Huber criticized the science-oriented medicine , accommodation and electric shocks in psychiatry and offered conversational therapies . On February 12, 1970, a general patient assembly demonstrated in the Heidelberg Psychiatric Polyclinic against Huber's dismissal, which had been ordered for "inciting the patients". In February 1970, Huber founded the Socialist Patient Collective (“SPK”) with colleagues, students and 52 patients as a self-organization of psychiatric patients in which there was no longer any separation between patients and doctors. He saw illness as a consequence of capitalist relations of production, according to which illness is a form of protest. The mentally ill have revolutionary potential, so they should be viewed as political prisoners. The collective had up to 500 members and issued a total of 51 leaflets.
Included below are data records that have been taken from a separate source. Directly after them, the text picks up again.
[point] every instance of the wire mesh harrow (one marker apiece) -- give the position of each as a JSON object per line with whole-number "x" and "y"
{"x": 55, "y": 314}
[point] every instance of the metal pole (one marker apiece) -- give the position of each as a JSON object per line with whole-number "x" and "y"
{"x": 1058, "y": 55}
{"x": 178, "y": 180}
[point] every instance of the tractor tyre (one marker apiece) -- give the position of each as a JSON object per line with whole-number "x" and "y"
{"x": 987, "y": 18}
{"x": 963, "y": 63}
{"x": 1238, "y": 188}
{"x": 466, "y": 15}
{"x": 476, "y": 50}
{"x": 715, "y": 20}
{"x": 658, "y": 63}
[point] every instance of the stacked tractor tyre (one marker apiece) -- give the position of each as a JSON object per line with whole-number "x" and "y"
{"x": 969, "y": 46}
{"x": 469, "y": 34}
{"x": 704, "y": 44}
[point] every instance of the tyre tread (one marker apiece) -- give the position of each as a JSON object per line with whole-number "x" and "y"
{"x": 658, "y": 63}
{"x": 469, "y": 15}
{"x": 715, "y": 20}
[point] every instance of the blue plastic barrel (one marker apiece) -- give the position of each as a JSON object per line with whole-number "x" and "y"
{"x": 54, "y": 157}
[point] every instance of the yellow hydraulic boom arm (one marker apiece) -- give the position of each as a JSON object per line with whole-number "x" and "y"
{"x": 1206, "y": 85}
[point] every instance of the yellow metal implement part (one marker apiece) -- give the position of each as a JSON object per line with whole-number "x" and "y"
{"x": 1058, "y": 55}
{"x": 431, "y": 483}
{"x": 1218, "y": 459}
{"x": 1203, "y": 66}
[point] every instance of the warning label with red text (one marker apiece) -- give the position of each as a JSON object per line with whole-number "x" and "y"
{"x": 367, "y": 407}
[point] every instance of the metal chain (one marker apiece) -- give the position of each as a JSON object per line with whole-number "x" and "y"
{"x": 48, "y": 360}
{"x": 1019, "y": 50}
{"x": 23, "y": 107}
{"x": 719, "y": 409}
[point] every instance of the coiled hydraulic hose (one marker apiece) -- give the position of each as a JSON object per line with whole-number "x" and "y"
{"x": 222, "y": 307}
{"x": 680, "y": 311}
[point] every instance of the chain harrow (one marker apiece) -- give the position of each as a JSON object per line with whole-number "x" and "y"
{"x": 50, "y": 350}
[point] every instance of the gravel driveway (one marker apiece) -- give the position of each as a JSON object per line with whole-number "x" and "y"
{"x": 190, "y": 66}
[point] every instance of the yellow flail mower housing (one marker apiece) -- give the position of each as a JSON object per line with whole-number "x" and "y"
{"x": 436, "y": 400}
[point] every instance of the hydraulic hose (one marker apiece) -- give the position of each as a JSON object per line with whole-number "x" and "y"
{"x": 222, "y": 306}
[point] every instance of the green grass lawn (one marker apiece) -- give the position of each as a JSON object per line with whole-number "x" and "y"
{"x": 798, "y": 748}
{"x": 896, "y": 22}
In the summer of 1971, Huber and the SPK expressed solidarity with the terrorist organization Red Army Fraction (RAF). Some members of the SPK joined the RAF. The SPK disbanded in July 1971, and Huber was arrested on July 19, 1971. Because participation in a criminal organization , explosives manufacture and falsification of documents he and his wife Ursel Huber were sentenced in December 1971, four and a half years in prison, the SPK-member Siegfried Hausner to three years in youth custody. In a cellar rented by Ursel Huber, materials for explosives and devices for forging passports were found. Huber lost his medical license. On November 6, 1975, Wolfgang and Ursel Huber started a hunger strike in the Stuttgart correctional facility . They were released on January 20 and 21, 1976, respectively.

Fonts

  • The term solitary confinement. 1974
  • About the beginning: to the history of the socialist patient collective (1970) and the patient front (1973): how the disease became a weapon: 20 years of the patient front. 1993
  • with other authors The communist manifesto for the third millennium. 2001

literature

  • Cornelia Brink :
    • Radical psychiatry criticism in the Federal Republic. The socialist patient collective in Heidelberg. In: Franz-Werner Kersting (Hrsg.): Psychiatry reform as social reform. The mortgage of National Socialism and the departure of the sixties. Paderborn 2003, pp. 165-180.
    • Psychiatry and Politics. To the socialist patient collective in Heidelberg. In: Klaus Weinhauer , Jörg Requate, Heinz-Gerhard Haupt (ed.): Terrorism in the Federal Republic. Media, State and Subcultures in the 1970s. Frankfurt am Main 2006, pp. 134–153.
  • Christian Pross , Sonja Schweitzer and Julia Wagner: "We wanted to run to ruin". The history of the socialist patient collective Heidelberg. Psychiatrie Verlag, Cologne 2016, ISBN 978-3884146729 (summary in English (pdf) )

Web links

  • The beginnings of the RAF
  • Link to the dataset on Huber in the National Library with references to publications from 2006: http://d-nb.info/gnd/131337963

Individual evidence

  1. a b Unsigned, undated curriculum vitae in tabular form, possibly from the website of the Heidelberg History Association , last accessed September 1, 2018
  2. ^ Benedikt Erenz: Heidelberger Mythen . In: The time . No. 42/1986 ( online ).
  3. Ulrike Baureithel: Illness and weapons. Tagesspiegel online, January 27, 2017 (accessed September 1, 2018)
  4. “Making a weapon out of illness!” Where psychiatric patients should become revolutionaries - the Socialist Patient Collective SPK (1970/71). Unsigned article from the Heidelberg student newspaper Ruprecht No. 35, May 16, 1995 (here on the website of the Math / Phys student body, last accessed September 1, 2018)
  5. Klaus Welzel: What remains of the socialist patient collective? (plus video). Rhein-Neckar-Zeitung online November 7, 2016 (accessed September 1, 2018)
  6. PROCESSES: Fateful turn . In: Der Spiegel . No. 46 , 1972 ( online - Nov. 6, 1972 ).